I have to give it to the flippinout polymer slingshot. I had a terrible fork hit with .60 lead and double theraband gold with barely a dent in the fork. I retrieved the projectile and it was disfigured. I was so impressed I had to give a shout out to flippin out. thanx for sending me a quality product.


----------



## flippinout (Jul 16, 2010)

We take great pride in producing quality gear. And even more so when it used hard!

Thank you


----------



## drfrancov (Sep 29, 2012)

I agree. The service and the products they provide ae excellent!


----------



## NaturalFork (Jan 21, 2010)

I think flippinout and simple shot are the greatest.
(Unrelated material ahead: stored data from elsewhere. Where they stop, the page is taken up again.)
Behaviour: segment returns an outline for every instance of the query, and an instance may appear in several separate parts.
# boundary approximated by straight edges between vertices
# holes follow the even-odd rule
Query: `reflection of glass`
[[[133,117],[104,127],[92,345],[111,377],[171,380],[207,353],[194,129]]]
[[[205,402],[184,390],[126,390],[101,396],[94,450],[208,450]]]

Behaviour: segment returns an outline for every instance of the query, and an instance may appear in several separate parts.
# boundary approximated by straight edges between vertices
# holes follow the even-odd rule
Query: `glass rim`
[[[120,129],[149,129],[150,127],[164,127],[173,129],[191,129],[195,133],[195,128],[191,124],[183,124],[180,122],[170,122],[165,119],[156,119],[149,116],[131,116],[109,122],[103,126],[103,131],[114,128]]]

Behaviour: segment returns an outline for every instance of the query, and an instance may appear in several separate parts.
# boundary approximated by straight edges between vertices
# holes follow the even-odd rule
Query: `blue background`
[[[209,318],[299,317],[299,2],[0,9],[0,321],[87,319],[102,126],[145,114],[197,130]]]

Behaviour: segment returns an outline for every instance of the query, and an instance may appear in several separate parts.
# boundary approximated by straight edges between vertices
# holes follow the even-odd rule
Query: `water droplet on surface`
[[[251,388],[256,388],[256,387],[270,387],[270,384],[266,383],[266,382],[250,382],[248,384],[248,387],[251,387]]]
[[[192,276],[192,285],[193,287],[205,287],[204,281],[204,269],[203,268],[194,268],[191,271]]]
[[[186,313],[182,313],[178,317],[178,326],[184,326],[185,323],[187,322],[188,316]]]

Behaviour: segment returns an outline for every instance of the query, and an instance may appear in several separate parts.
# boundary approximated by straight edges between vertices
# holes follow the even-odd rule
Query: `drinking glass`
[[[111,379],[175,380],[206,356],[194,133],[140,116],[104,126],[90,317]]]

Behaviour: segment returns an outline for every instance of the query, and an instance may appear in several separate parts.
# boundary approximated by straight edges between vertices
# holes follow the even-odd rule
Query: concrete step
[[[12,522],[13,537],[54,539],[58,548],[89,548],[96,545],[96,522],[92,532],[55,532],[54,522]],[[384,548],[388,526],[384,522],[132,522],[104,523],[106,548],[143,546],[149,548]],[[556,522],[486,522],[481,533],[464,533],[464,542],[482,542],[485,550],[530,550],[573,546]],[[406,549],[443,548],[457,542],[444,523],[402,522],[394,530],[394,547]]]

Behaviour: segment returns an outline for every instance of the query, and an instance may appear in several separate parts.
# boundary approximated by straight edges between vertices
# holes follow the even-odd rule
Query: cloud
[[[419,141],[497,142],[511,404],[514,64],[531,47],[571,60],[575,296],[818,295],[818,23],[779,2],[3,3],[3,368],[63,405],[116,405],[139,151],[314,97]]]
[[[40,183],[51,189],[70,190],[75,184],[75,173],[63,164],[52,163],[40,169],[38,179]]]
Such an asset to the sport.


----------



## SimpleShot (Aug 30, 2012)

NaturalFork said:


> I think flippinout and simple shot are the greatest. Such an asset to the sport.
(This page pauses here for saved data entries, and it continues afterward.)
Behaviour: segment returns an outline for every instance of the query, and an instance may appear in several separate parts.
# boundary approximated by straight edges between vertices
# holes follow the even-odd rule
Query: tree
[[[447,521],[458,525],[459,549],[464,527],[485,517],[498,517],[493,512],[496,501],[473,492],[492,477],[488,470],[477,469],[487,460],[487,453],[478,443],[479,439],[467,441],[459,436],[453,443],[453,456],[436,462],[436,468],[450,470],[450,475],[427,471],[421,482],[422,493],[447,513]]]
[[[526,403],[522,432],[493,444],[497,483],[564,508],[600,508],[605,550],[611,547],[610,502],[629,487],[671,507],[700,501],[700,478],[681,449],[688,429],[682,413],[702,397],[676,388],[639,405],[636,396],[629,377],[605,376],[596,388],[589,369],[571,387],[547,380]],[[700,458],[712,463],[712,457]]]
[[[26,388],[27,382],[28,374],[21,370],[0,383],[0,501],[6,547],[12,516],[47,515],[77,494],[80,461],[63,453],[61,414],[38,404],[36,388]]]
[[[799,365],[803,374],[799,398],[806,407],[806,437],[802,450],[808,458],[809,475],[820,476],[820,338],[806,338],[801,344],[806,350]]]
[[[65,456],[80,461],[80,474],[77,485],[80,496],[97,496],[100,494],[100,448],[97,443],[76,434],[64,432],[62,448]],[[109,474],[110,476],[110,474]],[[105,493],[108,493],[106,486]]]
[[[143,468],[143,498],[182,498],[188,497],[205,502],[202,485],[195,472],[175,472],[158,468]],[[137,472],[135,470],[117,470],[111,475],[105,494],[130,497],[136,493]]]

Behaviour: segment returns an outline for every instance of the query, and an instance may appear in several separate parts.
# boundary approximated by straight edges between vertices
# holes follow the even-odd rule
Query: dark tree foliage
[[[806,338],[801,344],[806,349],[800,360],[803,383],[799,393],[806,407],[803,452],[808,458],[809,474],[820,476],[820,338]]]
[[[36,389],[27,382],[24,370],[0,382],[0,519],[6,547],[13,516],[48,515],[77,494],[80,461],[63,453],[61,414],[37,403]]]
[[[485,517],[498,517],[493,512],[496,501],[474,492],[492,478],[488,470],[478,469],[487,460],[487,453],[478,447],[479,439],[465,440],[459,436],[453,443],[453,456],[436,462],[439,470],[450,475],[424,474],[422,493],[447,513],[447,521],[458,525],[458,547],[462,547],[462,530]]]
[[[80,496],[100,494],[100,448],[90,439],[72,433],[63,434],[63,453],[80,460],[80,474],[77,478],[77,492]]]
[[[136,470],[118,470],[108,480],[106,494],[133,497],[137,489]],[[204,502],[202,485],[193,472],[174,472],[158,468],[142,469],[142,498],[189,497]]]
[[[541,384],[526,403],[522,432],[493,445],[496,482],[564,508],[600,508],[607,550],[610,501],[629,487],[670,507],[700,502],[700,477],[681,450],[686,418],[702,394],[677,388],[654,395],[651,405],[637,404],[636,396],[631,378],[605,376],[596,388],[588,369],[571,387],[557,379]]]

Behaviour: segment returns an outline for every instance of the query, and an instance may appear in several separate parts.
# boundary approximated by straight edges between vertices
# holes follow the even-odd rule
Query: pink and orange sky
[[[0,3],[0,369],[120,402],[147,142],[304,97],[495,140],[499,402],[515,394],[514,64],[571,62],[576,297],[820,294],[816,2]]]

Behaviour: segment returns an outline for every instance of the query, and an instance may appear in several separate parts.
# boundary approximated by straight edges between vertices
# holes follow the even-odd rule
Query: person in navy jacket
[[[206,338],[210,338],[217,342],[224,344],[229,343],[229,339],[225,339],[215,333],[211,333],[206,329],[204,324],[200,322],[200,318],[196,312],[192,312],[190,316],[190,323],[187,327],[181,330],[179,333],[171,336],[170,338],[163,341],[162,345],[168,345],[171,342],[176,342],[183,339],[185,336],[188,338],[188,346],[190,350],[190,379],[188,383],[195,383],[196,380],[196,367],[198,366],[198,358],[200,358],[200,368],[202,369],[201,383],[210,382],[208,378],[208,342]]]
Oh stop it! You are making us blush....

Thank you, we love the sport and take great pride in providing enthusiasts with top quality gear!


----------



## CAS14 (Jul 17, 2012)

Just ordered some Scouts to send to Marines in Afghanistan! Simple Shot gave me a break. I can't wait to see them.


----------



## CAS14 (Jul 17, 2012)

I liked the first Scouts so much that I ordered six more using the 20% discount this weekend. A Marine I know just picked up six 1/2" dia. gold EGAs to mount on these prior to shipping to Afghanistan. Those warriors will love these!


----------



## WILD BILL (Jan 26, 2012)

GOOD STUFF!


----------